There is a tendency for popular culture to neglect the hard questions of life. The unpalatable issues, and the ones that people hate think about, because they're unhappy thoughts.In the 1970's, what seemed like half the black actors in Hollywood starred in this little miniseries called Roots. In the 1980's, Lucille Ball did a movie about homelessness. Television had a social conscience, about life issues that affected too many in our society. And admittedly, racism, homelessness, and all these other things don't seem to have lost much currency in certain circles.
Except in popular culture.
The television landscape, with some exceptions, has become the vast wasteland complained of in the 1950's. "Reality" shows bring you perfectly well-fed people eating snakes and bugs. "Fantasy" shows show you whatever you want to see, particularly on cable.

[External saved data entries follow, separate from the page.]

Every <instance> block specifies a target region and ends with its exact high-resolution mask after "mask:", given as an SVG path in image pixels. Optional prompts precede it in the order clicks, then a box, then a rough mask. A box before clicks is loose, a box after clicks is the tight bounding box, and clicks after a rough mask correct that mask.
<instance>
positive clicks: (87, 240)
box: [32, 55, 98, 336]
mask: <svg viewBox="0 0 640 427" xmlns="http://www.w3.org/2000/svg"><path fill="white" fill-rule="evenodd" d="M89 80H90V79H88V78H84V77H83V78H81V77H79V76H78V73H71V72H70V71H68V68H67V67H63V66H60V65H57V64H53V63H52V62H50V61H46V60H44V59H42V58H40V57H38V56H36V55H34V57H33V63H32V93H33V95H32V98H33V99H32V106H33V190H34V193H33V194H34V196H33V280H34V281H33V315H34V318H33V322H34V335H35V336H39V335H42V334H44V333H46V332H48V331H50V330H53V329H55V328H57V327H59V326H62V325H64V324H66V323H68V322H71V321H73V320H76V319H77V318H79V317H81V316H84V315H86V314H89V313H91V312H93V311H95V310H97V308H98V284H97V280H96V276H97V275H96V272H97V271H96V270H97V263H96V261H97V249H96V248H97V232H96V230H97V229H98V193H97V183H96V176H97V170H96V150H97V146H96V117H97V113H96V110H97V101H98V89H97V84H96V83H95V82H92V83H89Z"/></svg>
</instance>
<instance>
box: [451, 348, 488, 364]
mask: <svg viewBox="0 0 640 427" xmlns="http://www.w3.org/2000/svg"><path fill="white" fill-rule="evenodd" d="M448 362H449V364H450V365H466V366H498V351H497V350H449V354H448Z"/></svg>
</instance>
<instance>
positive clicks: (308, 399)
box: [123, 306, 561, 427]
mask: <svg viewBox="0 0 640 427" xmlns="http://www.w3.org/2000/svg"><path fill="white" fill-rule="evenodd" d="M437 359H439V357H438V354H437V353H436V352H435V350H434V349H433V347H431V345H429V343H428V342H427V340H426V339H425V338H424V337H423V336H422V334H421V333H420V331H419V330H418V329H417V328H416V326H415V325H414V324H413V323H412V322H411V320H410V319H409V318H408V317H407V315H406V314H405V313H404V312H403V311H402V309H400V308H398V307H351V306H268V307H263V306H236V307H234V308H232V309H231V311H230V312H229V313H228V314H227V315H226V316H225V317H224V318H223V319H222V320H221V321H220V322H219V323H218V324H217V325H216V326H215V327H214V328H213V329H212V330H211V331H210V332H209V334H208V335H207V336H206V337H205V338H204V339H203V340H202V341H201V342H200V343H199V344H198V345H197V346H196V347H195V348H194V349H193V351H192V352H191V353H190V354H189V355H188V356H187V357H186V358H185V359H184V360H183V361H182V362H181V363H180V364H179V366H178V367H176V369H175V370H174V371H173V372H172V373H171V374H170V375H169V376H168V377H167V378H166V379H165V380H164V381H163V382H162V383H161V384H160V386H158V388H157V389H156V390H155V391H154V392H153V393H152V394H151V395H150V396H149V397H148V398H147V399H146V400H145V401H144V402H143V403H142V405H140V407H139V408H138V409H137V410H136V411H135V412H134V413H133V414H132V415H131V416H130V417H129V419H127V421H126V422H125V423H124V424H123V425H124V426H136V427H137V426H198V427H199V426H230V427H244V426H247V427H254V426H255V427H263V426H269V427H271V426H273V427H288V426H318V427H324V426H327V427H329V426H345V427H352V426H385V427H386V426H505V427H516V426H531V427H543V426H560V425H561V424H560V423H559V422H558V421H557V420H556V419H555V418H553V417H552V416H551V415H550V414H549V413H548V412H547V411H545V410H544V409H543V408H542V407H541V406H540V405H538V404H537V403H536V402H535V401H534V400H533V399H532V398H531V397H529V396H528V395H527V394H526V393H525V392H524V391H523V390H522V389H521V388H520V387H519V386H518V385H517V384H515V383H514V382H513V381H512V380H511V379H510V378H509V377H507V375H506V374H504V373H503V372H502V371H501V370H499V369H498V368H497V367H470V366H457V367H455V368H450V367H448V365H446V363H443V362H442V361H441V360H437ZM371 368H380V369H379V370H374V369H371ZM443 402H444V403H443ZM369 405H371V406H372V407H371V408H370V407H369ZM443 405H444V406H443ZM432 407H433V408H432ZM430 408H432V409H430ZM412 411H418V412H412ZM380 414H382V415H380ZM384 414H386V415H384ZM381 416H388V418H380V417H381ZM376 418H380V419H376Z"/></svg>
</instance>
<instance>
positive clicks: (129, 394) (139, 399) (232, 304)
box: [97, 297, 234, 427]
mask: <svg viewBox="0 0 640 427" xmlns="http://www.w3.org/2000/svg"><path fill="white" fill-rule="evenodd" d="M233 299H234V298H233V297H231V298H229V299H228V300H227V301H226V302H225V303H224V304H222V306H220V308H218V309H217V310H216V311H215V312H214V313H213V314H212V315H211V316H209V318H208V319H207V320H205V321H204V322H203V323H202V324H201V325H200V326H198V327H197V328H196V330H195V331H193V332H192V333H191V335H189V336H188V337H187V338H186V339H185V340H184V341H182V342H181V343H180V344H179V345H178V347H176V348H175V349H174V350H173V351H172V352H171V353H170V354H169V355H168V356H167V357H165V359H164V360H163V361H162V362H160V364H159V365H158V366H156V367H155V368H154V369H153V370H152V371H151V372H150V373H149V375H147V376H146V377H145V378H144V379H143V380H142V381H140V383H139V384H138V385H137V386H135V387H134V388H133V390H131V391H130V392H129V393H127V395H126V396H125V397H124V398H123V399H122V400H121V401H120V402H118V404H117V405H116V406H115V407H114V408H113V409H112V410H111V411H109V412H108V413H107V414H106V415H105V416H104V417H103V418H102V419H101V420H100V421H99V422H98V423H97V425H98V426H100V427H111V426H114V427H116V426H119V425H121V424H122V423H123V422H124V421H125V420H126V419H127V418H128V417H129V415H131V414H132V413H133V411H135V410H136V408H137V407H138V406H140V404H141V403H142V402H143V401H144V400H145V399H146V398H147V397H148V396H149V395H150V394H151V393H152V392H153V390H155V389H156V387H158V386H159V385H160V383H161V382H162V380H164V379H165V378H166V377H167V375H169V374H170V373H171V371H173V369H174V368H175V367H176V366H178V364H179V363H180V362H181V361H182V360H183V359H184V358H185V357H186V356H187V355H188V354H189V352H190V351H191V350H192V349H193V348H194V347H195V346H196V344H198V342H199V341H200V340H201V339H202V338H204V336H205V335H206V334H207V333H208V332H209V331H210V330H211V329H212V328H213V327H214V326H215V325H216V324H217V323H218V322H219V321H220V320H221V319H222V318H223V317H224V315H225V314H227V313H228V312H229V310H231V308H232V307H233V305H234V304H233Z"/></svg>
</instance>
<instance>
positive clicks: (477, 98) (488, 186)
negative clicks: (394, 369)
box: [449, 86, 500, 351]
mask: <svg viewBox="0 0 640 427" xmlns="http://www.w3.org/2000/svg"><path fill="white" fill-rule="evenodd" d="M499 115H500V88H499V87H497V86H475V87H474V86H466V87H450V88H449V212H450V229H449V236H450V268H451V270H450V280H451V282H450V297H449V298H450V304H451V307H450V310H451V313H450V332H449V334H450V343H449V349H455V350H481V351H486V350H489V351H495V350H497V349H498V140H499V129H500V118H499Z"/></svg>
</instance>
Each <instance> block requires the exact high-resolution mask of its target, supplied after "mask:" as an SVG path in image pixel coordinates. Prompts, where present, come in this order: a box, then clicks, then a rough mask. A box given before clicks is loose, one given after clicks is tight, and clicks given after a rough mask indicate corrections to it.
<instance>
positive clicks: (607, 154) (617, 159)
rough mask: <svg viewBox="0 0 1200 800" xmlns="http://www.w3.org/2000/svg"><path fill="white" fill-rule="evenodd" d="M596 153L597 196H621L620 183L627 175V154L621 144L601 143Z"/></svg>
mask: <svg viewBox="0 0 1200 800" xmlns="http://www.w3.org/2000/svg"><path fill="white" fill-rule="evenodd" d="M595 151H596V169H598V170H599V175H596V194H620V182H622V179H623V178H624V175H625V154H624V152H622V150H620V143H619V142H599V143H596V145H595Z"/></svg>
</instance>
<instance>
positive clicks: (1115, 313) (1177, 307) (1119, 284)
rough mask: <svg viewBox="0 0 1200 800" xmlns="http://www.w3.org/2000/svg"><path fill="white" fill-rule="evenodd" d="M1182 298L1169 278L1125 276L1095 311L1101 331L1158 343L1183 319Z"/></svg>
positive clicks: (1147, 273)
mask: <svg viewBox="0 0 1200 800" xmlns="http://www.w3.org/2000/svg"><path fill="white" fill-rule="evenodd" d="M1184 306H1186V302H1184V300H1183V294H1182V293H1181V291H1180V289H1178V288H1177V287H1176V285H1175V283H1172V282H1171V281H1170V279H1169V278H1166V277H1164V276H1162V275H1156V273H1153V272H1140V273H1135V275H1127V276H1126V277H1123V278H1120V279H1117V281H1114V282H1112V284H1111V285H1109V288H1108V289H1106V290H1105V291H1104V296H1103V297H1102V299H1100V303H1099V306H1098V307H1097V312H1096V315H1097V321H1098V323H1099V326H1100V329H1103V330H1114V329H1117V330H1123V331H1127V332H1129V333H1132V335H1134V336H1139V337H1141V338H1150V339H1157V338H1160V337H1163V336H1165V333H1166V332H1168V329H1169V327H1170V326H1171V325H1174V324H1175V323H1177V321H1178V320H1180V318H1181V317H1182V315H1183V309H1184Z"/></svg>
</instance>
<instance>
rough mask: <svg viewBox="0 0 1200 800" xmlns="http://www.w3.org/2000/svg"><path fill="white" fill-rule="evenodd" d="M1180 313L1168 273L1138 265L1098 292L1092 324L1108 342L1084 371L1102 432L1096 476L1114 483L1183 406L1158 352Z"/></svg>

And above all, there are graphics. Blazing, 3-D graphics, all in hope of catching the Lilliputian attention span of the average eyeball. Tennessee Williams and the other greats of television theatrical anthologies wouldn't recognize the place. For eyeballs on screens are all that count.The reality of life is that there are thousands of angels out there, needing our attentions, needing our help, as individual citizens, one to another.
It's easy to blow off the need to give back to our community. It's comforting to know that television shuts out the cold winds of neglect and inability. But it is even more comforting to know that we don't need to ignore what is outside our doors. When your favorite charity asks you to donate, think of the people you can help.
For even angels need help; and who better to help, than each of us?